What we did for the TRA was tediously mind-numbing...but it's now changed? And even more involved? I feel for you or anyone who has to do it.

It appears that a lot of things have changed on the visa front since we went through the process (and we only got our visas last year)!

So, have you actually started doing the skills assessment yet?

Dolly


----------



## Richardb (Feb 20, 2008)

cheers dolly ya looks a complecated process I have just started gathering all relevent info and will submitt in the next month.Can you tell me is there lots of plumbing jobs over there and my wife is a nursury nurse is there work for her. we are wanting to live near queensland on sunshine coast any info on this Thank you very much


----------



## Dolly (Feb 17, 2008)

I'm afraid I couldn't tell you about the job situation for plumbers in Queensland but I know which ever state you're in, they're always crying out for people in childcare.

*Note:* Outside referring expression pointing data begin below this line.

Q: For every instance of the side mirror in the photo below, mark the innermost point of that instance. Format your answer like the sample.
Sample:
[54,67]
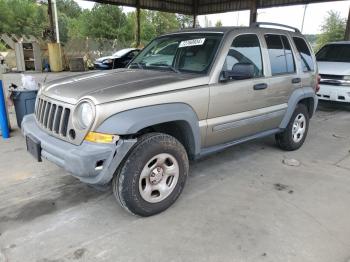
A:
[239,71]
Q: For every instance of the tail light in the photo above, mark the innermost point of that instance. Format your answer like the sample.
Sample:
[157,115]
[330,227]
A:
[317,86]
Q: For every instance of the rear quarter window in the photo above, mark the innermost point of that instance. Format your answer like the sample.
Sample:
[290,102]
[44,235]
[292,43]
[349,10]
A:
[334,53]
[305,54]
[280,54]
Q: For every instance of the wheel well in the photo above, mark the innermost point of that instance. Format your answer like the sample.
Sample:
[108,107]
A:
[181,130]
[309,103]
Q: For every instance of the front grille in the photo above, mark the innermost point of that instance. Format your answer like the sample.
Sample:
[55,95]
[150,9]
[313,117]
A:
[52,116]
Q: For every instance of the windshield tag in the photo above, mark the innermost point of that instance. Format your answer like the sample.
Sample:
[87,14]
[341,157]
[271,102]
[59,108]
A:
[192,42]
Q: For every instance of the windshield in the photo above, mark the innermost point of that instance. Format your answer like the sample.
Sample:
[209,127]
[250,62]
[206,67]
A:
[191,53]
[122,52]
[334,53]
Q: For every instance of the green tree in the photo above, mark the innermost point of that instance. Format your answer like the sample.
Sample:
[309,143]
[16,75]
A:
[103,21]
[333,29]
[185,21]
[218,23]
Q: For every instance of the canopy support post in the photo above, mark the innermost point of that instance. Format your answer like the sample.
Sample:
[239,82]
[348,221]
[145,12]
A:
[138,24]
[347,31]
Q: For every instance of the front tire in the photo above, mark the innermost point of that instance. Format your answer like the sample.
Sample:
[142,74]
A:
[153,175]
[293,137]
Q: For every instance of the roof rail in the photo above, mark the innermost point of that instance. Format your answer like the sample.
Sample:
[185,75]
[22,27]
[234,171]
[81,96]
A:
[258,24]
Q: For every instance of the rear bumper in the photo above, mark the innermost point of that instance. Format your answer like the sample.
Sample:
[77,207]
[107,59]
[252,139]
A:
[334,93]
[92,163]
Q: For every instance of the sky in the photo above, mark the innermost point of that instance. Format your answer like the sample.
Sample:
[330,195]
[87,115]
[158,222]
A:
[290,15]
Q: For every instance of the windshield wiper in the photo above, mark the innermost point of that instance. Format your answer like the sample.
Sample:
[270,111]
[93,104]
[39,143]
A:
[166,66]
[139,65]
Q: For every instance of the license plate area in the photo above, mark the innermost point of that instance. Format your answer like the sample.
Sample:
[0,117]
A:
[34,147]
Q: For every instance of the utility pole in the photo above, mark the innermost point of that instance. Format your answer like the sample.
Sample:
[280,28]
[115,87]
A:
[195,12]
[253,12]
[302,24]
[138,22]
[52,26]
[56,21]
[347,31]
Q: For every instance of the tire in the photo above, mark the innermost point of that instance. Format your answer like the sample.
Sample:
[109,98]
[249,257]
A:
[152,176]
[293,137]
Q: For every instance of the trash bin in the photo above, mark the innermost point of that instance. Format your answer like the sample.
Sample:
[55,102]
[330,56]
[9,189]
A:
[24,102]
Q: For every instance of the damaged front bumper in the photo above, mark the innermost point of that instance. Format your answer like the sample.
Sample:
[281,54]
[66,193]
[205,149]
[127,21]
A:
[92,163]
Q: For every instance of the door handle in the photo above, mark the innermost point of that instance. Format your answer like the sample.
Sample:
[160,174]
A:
[296,80]
[260,86]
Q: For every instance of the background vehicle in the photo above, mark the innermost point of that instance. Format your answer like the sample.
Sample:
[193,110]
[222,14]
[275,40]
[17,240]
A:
[138,127]
[334,68]
[118,60]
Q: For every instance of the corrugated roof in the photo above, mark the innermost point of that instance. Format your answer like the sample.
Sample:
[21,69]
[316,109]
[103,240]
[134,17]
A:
[202,7]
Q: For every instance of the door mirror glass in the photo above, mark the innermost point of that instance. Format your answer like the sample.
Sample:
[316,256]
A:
[239,71]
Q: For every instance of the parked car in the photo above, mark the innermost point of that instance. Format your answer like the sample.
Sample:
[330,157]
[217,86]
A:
[137,128]
[118,60]
[334,68]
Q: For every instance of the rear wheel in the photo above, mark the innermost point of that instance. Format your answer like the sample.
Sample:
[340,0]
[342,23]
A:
[153,175]
[294,135]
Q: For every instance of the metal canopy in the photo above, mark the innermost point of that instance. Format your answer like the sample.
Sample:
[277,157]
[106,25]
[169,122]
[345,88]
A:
[203,7]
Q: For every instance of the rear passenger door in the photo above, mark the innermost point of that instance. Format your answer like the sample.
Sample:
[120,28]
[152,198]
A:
[283,79]
[306,63]
[241,108]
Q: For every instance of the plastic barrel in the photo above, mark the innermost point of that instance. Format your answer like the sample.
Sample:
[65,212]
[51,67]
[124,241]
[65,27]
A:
[4,128]
[24,102]
[55,57]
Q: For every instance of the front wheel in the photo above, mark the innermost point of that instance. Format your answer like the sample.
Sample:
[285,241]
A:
[294,135]
[153,175]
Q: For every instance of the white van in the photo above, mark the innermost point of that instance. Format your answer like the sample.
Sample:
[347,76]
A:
[334,69]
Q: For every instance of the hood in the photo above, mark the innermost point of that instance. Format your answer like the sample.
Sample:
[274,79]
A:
[105,86]
[101,59]
[333,68]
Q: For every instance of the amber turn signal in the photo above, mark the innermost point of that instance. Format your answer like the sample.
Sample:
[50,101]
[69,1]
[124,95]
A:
[100,137]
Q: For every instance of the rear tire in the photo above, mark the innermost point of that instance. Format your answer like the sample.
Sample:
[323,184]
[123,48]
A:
[152,176]
[293,137]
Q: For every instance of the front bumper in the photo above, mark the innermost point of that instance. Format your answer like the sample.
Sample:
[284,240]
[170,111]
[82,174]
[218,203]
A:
[92,163]
[334,93]
[99,65]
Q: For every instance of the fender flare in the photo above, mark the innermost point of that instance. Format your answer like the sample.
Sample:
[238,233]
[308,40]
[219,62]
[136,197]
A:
[131,121]
[298,95]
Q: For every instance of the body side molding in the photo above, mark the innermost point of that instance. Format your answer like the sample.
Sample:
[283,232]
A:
[131,121]
[298,95]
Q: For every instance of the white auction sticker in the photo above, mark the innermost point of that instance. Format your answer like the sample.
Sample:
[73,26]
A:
[192,42]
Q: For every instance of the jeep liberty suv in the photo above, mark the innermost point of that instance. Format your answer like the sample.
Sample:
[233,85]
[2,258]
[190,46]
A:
[186,95]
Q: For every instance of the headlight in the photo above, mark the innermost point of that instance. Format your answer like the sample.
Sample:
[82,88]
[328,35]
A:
[108,61]
[84,115]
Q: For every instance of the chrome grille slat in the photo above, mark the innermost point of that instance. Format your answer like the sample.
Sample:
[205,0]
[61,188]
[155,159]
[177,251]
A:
[46,114]
[58,119]
[42,113]
[65,119]
[53,116]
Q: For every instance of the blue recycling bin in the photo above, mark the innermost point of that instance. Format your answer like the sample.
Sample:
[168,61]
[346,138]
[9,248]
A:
[4,128]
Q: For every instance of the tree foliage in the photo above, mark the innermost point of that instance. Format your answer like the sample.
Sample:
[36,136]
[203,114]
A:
[333,29]
[102,21]
[218,23]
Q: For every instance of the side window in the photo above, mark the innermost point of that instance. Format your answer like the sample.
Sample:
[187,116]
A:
[305,54]
[280,53]
[245,49]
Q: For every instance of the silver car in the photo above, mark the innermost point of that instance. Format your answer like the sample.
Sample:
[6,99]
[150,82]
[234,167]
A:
[137,128]
[334,67]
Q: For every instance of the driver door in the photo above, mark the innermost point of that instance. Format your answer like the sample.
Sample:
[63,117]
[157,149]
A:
[241,108]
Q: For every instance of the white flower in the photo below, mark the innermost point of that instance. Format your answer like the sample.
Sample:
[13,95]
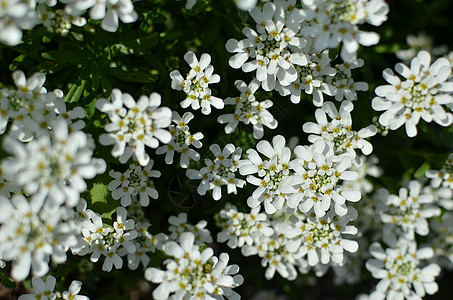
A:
[22,105]
[141,124]
[398,269]
[421,95]
[53,168]
[248,110]
[419,42]
[409,210]
[107,241]
[109,11]
[320,238]
[337,21]
[311,79]
[31,233]
[274,49]
[134,183]
[219,172]
[271,173]
[272,250]
[195,85]
[239,228]
[192,272]
[181,140]
[316,182]
[339,129]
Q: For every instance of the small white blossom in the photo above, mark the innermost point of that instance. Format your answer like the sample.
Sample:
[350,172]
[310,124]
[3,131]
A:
[315,184]
[136,182]
[31,233]
[271,172]
[220,171]
[339,129]
[193,272]
[139,124]
[421,94]
[338,21]
[240,228]
[195,85]
[321,238]
[274,49]
[53,168]
[398,269]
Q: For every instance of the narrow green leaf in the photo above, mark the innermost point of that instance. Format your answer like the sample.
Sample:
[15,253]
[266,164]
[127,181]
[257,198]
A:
[141,77]
[75,92]
[101,201]
[138,45]
[65,56]
[200,6]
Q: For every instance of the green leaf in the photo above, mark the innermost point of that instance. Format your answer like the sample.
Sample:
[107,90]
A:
[16,62]
[156,16]
[200,6]
[420,172]
[75,92]
[141,77]
[65,56]
[7,281]
[101,201]
[99,193]
[170,36]
[138,45]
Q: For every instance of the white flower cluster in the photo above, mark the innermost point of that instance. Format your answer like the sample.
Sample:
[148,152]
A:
[53,167]
[181,140]
[424,91]
[218,172]
[195,85]
[339,129]
[399,272]
[192,271]
[29,108]
[17,15]
[287,242]
[139,124]
[99,240]
[45,290]
[179,224]
[248,110]
[290,48]
[32,232]
[337,21]
[442,240]
[444,176]
[145,243]
[44,176]
[240,228]
[134,183]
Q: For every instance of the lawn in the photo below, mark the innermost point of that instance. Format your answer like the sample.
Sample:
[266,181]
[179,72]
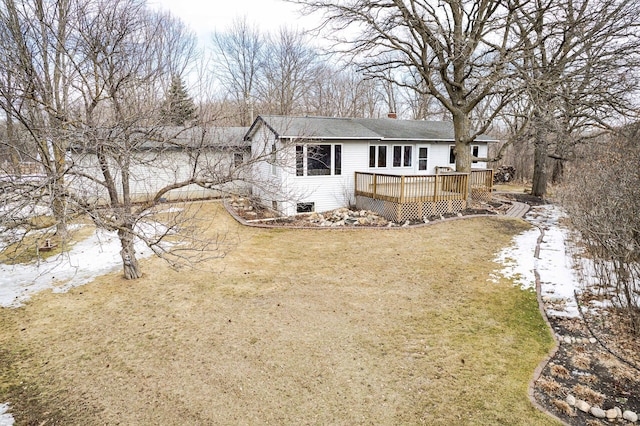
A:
[291,327]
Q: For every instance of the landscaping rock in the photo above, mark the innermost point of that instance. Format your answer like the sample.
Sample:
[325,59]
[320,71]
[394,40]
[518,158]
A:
[630,416]
[583,406]
[598,412]
[571,400]
[612,414]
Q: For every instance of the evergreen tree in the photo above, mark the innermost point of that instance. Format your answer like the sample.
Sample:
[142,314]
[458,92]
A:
[178,107]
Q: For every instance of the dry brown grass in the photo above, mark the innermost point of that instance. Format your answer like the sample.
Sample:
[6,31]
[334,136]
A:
[589,395]
[292,327]
[563,407]
[550,386]
[581,361]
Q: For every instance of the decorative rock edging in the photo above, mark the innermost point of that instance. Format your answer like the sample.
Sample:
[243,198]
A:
[597,412]
[610,414]
[244,222]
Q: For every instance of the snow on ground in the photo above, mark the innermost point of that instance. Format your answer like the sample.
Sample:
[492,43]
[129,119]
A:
[88,259]
[6,419]
[555,263]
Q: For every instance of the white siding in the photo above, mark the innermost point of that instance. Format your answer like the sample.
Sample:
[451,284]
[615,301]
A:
[330,192]
[152,171]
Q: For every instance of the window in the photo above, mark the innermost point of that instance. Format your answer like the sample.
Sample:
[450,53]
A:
[378,156]
[408,149]
[402,156]
[423,155]
[305,207]
[316,160]
[237,159]
[382,156]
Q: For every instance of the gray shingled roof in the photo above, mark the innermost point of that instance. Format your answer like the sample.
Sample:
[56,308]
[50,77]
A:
[358,128]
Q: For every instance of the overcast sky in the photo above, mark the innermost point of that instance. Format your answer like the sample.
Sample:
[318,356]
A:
[207,16]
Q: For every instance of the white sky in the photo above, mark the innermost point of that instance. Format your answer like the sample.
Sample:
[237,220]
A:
[207,16]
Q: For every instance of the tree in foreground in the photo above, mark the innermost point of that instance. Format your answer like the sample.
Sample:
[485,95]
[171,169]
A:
[602,197]
[575,73]
[100,116]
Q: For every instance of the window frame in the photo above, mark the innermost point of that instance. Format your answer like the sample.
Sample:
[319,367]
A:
[452,154]
[378,161]
[403,156]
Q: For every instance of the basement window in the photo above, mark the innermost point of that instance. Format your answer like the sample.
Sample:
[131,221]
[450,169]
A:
[318,160]
[378,156]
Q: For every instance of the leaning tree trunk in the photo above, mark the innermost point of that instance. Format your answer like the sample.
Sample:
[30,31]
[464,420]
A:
[539,184]
[130,265]
[462,130]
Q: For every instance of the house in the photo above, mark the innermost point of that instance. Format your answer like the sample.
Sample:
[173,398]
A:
[394,167]
[161,157]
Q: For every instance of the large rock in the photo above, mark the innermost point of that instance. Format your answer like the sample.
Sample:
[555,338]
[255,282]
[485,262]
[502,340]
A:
[598,412]
[583,406]
[612,414]
[630,416]
[571,400]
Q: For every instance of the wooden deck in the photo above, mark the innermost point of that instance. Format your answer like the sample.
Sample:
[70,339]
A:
[400,198]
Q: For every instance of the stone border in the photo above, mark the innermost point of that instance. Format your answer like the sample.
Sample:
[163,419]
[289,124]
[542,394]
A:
[244,222]
[538,371]
[556,344]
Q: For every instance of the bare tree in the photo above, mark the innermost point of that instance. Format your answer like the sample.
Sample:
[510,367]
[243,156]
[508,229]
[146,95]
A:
[289,68]
[460,50]
[573,72]
[35,90]
[238,53]
[602,199]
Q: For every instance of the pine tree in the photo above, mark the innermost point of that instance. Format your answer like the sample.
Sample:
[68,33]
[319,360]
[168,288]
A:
[178,107]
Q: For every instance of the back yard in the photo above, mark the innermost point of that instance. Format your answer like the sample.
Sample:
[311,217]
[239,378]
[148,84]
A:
[292,327]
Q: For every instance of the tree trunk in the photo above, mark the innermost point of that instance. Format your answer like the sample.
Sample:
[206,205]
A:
[462,130]
[541,145]
[130,265]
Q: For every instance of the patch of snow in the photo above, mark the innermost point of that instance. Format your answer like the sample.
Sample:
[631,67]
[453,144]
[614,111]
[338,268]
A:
[555,264]
[88,259]
[6,419]
[170,210]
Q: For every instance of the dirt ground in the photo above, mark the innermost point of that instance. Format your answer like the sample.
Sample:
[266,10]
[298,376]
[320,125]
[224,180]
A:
[291,327]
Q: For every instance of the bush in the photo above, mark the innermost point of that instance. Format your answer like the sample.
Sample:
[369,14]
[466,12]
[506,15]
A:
[602,197]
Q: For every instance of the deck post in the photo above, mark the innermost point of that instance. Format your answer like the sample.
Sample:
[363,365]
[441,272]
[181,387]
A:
[375,185]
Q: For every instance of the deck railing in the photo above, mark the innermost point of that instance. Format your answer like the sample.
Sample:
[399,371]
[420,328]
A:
[411,189]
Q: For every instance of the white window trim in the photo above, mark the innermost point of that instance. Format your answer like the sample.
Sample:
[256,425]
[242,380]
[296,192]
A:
[305,160]
[401,166]
[389,153]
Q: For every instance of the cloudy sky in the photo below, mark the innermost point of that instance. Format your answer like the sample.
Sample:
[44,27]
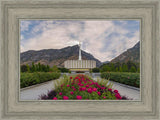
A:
[103,39]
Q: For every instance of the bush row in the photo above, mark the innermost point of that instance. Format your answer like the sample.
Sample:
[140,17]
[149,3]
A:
[132,79]
[28,79]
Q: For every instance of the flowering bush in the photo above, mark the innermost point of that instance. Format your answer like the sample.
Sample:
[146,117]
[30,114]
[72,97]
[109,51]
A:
[82,87]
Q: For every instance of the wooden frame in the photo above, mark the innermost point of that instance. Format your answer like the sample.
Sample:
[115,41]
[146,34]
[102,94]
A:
[15,10]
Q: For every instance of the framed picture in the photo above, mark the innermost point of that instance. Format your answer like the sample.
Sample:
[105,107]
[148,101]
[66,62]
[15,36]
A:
[119,39]
[84,60]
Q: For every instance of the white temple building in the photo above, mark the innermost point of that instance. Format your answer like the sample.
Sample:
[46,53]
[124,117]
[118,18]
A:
[79,65]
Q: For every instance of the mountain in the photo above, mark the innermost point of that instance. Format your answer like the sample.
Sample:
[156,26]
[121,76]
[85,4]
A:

I've found a local online newspaper Sunshine Coast News from the Sunshine Coast Daily | thedaily.com.au which has classifieds, but also it'll give you an insight into life on the sunshine coast.

Here's the link when you go into the job section of the classifieds: Trades & Services jobs Queensland & NSW | Plumbing employment & careers - search 4 jobs.

Good luck with everything and keep us posted on how you're getting on.

Dolly


----------



## Niknak19 (Apr 6, 2011)

Hi, We're just away to start our process to for moving to Aus . My husband is a joiner with 20yrs experience. So looking forward to getting the process started then hopefully and nice new life in Aus with my hubby & 2 girls.

Good luck with ur process.

Nikki


----------